The patient received chemotherapy, consisting of 5-FU, and EBRT to a dose of 54 Gy to the pelvis. Subsequent CT scans demonstrated disease progression and involvement of nearby structures, including the prostate, seminal vesicles, and anal sphincter. Also noted was circumferential extension to the pelvic sidewall. The patient then underwent additional chemotherapy, consisting of FOLFIRINOX, complicated by the development of acute renal failure. Due to the local progression of the tumor, a total pelvic exenteration was performed along with administration of HDR-IORT. An HDR-IORT dose of 15 Gy was delivered to the surface of the entire pelvis (Figs. 4A, B).

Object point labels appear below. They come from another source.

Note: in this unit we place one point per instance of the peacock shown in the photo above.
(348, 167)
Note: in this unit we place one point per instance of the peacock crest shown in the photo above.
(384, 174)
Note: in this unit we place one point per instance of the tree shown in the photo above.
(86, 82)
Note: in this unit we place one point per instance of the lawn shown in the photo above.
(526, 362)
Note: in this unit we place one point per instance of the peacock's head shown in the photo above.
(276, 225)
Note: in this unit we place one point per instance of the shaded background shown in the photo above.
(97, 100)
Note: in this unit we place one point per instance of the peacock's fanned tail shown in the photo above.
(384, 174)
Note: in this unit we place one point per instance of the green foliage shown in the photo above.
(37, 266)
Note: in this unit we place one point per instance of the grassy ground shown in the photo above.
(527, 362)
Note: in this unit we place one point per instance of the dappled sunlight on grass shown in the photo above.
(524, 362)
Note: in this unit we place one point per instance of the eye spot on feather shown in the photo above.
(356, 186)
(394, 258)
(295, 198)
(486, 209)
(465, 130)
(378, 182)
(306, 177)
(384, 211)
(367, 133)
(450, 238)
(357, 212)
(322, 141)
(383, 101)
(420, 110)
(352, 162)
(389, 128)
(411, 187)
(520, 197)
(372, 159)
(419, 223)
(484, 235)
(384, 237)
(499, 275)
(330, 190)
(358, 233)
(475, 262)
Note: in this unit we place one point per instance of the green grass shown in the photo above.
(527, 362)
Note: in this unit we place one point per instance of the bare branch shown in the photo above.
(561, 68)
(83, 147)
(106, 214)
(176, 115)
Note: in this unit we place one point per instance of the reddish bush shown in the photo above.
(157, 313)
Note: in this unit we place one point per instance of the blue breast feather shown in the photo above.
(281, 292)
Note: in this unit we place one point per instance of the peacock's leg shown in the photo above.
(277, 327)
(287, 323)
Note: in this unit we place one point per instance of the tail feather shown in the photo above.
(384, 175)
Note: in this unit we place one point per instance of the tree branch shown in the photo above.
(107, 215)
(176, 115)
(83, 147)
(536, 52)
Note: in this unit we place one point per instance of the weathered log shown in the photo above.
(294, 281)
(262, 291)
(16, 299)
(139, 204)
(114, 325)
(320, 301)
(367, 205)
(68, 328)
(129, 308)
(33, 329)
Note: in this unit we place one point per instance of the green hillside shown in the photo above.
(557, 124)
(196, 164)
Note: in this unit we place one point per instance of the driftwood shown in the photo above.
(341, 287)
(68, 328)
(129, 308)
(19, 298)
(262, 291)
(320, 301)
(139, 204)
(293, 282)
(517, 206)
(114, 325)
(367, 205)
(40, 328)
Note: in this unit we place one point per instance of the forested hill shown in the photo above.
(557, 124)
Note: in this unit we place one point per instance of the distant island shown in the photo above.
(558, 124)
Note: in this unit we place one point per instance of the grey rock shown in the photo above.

The patient did well post-operatively and has had no further complications.

Fig. 4

Locally advanced rectal case. A) Freiburg flap placed to cover the pelvis circumferentially following a pelvic exenteration. A 1 cm separation was used to limit overlap of the flap and prevent hotspots anteriorly. B) An HDR-IORT dosimetric plan showing 15 Gy prescribed to the surface

Conclusions

This article provides an overview of the requirements for the initiation and operation of a successful HDR-IORT program. HDR-IORT was the focus of this article as it has some potential benefits when compared to IOERT. For example, HDR-IORT has the ability to deliver focused RT in areas where an IOERT cone is not suitable. However, having both HDR-IORT and IOERT provides optimal flexibility for a wide range of treatment sites. When planning the initiation of an HDR-IORT program, it can be helpful to seek advice from an experienced, pre-existing program and, when possible, receive hands-on training. Every case is unique and requires multidisciplinary management to ensure safe and accurate treatment. Furthermore, institutions with established IORT programs may benefit from collaborating with institutions developing new IORT programs and provide support and guidance via educational workshops.

With improved systemic therapy, local control will continue to gain importance and IORT will likely play a larger role in the management of locally advanced primary and recurrent tumors [5–7, 9]. Furthermore, ongoing advances in translational research can lead to increased use of radiation sensitizers and radio-protectors in conjunction with IORT [16]. While retrospective analyses have documented improvements in multiple outcomes using IORT, prospective multicenter studies are still needed to determine its true efficacy [5–7, 10].